Das Hochstapler-Syndrom betrifft alle, ist aber in unterrepräsentierten Gruppen in ihrem jeweiligen Bereich intensiver. Der Grund: Wenn man „die/der Einzige" oder „die/der Erste" in einem Umfeld ist, fehlen Vorbilder. Jeder Fehler wird zum „Beweis", nicht dazuzugehören. Machtstrukturen und Repräsentation nähren das Phänomen — es ist nicht nur individuelle Psychologie.

Haben sehr kompetente Menschen das Hochstapler-Syndrom?

Besonders sie. Eines der Paradoxa des Phänomens: Menschen mit geringer Kompetenz neigen dazu, ihre Fähigkeiten zu überschätzen (Dunning-Kruger-Effekt). Hochkompetente Menschen verstehen ihr Feld gut genug, um zu wissen, wie viel sie nicht wissen — und deuten das als Lücke statt als Tiefe. Je mehr man weiß, desto sichtbarer wird, was man nicht weiß.

Verschlimmert ADHS das Hochstapler-Syndrom?
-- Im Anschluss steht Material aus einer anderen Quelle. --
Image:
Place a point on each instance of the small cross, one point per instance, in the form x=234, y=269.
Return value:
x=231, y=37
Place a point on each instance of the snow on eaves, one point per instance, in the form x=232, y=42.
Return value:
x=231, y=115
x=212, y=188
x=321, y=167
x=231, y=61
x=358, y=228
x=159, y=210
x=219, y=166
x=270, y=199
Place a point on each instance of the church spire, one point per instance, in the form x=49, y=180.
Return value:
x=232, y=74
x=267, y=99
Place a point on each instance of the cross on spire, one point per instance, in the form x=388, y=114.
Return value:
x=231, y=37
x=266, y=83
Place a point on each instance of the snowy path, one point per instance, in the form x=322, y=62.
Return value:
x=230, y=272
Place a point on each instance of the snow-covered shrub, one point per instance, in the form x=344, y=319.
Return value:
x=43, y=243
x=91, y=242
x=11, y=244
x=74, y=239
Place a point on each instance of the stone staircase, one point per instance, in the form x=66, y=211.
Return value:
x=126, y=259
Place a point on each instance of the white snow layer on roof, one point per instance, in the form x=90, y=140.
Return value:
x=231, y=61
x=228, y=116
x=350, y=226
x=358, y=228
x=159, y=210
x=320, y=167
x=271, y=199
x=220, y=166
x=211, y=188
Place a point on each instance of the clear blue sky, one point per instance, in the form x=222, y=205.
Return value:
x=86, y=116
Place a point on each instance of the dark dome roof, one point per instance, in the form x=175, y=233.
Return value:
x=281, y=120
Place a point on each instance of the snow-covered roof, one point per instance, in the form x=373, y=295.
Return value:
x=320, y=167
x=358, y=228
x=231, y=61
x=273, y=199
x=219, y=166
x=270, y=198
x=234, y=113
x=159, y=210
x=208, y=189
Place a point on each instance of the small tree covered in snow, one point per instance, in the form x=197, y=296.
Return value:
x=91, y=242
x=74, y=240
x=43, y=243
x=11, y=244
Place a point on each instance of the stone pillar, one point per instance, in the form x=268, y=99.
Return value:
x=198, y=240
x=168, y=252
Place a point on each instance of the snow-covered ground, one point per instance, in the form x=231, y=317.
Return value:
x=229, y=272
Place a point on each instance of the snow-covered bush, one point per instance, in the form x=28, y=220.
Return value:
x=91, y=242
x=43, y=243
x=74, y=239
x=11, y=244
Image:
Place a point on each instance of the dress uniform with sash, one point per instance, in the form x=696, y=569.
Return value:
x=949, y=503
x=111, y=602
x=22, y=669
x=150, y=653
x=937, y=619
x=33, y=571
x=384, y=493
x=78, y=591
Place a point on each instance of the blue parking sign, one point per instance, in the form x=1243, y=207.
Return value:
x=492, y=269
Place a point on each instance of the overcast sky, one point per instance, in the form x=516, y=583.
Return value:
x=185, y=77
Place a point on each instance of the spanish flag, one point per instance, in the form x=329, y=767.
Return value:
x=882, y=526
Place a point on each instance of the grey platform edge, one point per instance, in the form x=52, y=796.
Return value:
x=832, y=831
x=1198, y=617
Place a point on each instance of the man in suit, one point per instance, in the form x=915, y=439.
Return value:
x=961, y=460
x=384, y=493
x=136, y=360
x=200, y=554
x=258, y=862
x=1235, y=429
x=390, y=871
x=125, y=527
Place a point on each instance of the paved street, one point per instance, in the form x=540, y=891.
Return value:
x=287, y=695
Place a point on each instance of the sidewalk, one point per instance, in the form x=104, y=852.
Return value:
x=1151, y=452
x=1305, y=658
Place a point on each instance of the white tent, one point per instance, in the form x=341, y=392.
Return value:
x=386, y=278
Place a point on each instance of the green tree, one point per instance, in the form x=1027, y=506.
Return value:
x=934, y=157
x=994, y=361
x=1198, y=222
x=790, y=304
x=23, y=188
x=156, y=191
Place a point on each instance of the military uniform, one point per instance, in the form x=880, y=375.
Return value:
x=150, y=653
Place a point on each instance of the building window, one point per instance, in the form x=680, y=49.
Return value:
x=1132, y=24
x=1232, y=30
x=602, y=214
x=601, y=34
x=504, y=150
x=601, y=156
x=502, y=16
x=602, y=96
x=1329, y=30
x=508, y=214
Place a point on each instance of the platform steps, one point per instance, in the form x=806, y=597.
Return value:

Erheblich, besonders bei Frauen. ADHS erzeugt inkonsistentes Verhalten — mal brillant, mal katastrophal — was die Erzählung nährt: „ich täusche alle in den guten Momenten". Die späte Diagnose verschlimmert es: Jahrzehnte innerer und äußerer Kritik ("Faulheit", "Unachtsamkeit", "mangelndes Engagement") bauen eine unerbittliche innere Stimme auf, die auch nach der Diagnose bestehen bleibt.